Take Focker style selfies to remind world leaders we’re #StillWatching their commitments on HIV

Student Stop Aids Campaign Co-ordinator, Saorise Fitzpatrick, calls on campaigners to to take Focker’s Dad style selfies to remind the G7 this weekend that the world is #StillWatching their commitment to take action  on access to medicines.

This weekend may be the beginning of our first summer heatwave but it also marks the 41st G7 summit.

Although this meeting of the seven most powerful nations (and the decisions that come out of it) is exciting in itself, this year’s meeting is also important for another reason. It is now 10 years since the G8 meeting at Gleneagles which was the first time governments committed to achieving UNIVERSAL ACCESS TO HIV TREATMENT FOR ALL.

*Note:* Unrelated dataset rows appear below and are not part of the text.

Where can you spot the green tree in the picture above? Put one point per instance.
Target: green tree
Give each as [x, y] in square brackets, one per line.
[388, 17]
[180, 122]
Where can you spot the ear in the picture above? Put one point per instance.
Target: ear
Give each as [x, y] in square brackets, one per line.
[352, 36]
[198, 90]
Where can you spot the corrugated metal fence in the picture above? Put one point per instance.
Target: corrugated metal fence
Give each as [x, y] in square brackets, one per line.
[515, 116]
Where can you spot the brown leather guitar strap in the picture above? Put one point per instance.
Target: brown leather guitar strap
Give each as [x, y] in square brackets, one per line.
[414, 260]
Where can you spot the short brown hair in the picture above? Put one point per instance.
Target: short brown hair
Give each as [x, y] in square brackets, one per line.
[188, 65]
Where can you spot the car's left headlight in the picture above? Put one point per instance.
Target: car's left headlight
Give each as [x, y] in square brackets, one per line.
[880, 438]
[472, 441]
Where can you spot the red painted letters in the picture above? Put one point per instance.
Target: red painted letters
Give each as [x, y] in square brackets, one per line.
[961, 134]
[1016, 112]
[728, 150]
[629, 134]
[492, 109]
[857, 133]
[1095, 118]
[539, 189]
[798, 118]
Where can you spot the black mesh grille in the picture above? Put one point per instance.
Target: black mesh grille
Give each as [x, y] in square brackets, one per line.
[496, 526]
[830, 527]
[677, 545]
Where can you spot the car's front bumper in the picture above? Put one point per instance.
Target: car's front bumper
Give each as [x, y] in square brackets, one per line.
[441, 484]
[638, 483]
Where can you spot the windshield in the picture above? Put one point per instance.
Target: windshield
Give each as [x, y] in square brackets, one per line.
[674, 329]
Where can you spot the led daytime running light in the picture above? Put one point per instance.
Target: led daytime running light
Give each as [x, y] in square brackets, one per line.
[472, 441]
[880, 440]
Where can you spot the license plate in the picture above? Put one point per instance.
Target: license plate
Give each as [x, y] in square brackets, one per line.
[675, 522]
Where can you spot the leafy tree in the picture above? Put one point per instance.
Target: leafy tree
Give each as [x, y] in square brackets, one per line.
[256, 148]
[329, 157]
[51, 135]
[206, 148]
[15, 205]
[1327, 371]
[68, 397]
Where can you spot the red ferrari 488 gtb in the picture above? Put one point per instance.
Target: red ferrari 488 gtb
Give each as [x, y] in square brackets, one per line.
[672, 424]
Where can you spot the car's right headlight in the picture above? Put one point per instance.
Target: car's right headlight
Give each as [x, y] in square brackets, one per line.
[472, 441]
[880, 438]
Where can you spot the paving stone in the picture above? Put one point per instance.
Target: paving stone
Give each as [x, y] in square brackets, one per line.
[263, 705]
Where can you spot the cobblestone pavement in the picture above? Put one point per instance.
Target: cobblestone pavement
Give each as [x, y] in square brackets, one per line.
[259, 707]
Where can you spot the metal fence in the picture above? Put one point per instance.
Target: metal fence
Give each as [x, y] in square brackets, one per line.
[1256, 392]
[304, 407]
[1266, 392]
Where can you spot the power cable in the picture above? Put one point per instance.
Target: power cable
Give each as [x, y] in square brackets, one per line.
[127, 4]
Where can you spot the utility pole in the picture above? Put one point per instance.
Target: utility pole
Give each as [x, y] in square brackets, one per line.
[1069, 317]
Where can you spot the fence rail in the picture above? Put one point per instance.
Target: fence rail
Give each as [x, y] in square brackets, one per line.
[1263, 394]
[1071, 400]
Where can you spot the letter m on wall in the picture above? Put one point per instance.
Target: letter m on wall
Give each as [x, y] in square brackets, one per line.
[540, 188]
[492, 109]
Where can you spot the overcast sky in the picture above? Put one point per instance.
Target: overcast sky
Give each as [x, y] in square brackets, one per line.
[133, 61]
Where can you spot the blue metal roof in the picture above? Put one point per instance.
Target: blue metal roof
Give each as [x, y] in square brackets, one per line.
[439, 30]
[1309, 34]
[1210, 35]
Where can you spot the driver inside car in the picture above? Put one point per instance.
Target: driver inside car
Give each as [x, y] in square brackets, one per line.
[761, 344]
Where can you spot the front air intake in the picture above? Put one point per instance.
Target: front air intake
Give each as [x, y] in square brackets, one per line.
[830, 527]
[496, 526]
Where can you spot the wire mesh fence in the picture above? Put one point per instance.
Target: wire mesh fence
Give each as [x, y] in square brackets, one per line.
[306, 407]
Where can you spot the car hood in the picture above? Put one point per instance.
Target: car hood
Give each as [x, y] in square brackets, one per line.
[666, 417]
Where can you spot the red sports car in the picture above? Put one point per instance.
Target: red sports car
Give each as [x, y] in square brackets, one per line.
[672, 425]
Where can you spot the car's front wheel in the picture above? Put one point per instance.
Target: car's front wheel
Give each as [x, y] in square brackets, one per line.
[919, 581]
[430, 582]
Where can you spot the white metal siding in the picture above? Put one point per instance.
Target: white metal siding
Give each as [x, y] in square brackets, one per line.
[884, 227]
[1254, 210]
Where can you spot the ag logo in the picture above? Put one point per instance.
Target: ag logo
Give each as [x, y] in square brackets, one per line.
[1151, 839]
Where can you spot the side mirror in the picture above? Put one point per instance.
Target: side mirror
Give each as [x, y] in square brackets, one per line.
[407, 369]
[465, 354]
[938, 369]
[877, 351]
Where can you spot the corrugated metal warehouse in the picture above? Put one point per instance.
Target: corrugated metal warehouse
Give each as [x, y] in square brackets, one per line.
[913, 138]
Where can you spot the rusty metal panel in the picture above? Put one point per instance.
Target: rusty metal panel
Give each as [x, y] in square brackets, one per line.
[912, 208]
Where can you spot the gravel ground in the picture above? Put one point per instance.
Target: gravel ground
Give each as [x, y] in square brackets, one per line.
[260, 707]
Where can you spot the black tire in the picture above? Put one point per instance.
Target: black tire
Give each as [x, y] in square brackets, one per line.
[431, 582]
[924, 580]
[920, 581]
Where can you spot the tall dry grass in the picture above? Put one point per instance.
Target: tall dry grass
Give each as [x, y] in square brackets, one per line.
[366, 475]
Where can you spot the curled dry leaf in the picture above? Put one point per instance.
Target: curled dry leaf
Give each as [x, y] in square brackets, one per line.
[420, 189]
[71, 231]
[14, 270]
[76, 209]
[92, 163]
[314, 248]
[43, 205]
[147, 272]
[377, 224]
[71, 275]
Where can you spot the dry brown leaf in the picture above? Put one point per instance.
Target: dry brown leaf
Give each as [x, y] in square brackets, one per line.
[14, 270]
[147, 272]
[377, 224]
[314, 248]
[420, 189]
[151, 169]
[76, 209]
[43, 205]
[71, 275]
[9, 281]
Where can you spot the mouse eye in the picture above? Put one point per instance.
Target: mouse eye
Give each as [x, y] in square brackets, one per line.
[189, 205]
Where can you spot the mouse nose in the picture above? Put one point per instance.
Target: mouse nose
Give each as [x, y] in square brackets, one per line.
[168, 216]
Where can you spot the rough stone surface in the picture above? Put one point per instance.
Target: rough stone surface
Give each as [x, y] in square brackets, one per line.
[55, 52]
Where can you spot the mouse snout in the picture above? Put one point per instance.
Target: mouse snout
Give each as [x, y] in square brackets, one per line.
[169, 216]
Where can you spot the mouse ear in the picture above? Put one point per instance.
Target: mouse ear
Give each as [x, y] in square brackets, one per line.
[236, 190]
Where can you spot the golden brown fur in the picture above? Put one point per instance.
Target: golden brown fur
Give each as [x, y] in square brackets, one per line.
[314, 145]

And although we’ve come a long way since 2005 when only 1.3 million people were accessing treatment to 13 million people in 2014, there are still 22 million not accessing ARVs… so we’ve still got a way to go before this commitment is fulfilled.

watchingIn 2005, Student Stop AIDS Campaigners told G8 leaders that the ‘WORLD IS WATCHING’ (with lots of eyeballs) and we want to send a message to say that WE ARE STILL WATCHING.

We want you to help us THIS  Sunday 7th and Monday 8th June by getting on to your social networks and:

  • Take a selfie of yourself holding your fingers up to your eyes like Focker’s Dad does at the top of this post
  • Use the #StillWatching and #G7 hashtags
  • Tag @StudentStopAidsCampaign and other important people like @DavidCameron

We want to take this opportunity to let our world leaders know that the promise they made has not been fulfilled and we will continue to WATCH them and take action until they do. We hope you can join us this weekend!

This post was originally featured on the Student Stop Aids Campaign blog here.

Power your creative ideas with pixel-perfect design and cutting-edge technology. Create your beautiful website with Zeen now.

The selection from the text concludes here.